Bokep
- Viewed 3k times1answered Mar 28, 2013 at 14:04
Looks like a bug in PyPDF2. In this section:
if string.startswith(codecs.BOM_UTF16_BE):retval = TextStringObject(string.decode("utf-16"))retval.autodetect_utf16 = Trueit assumes that any string starting with (0xFE, 0xFF) can be decoded as UTF-16. Your file contains a bytestring that begins that way but then contains invalid UTF-16.
The simplest fix is to comment out that if and unconditionally use the # This is probably a big performance hit here branch.
Content Under CC-BY-SA license Explore further
WebJan 12, 2018 · UnicodeDecodeError: 'utf-16-le' codec can't decode bytes in position 84-85: illegal UTF-16 surrogate. 👍 3. Contributor. v-chojas commented Jan 12, 2018. When it does work, do you occasionally see …
- People also ask
RFC 2781: UTF-16, an encoding of ISO 10646 - RFC Editor
WebAug 19, 2011 · Note: UTF-16 does covers All Unicode as Unicode Consortium decided that 10FFFF is the TOP range of Unicode and defined UTF-8 maximal 4 bytes length and explicitly excluded range 0xD800 …

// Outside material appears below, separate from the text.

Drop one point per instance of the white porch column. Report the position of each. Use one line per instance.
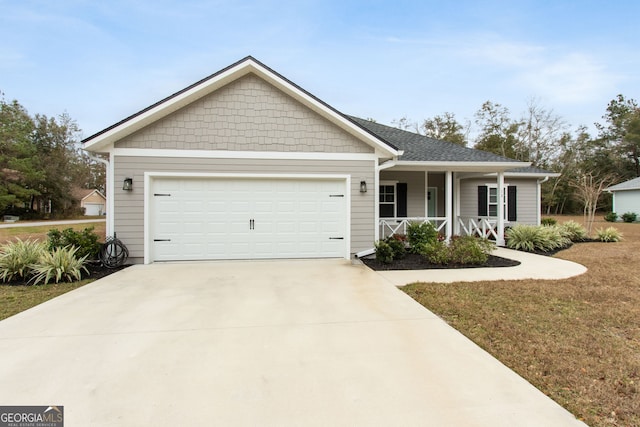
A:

Endcoding Errors - Python Help - Discussions on Python.org
FAQ - UTF-8, UTF-16, UTF-32 & BOM - Unicode
'utf-16-le' codec can't decode bytes in position 0-1: illegal …
Python pyodbc utf-16-le error - Dremio
Issue 12892: UTF-16 and UTF-32 codecs should reject (lone
Surrogates and Supplementary Characters - Win32 apps
s = s.decode("utf16") - UnicodeDecodeError: 'utf-16-le' codec can't ...
'utf-16-le' codec can't decode bytes while reading EXCEL in …
How to Create a UTF-16 Surrogate Pair by Hand, with Python
illegal UTF-16 surrogate · Issue #438 · simonw/sqlite-utils
pyODBC + unixodbc + Db2 for iSeries = UnicodeDecodeError, …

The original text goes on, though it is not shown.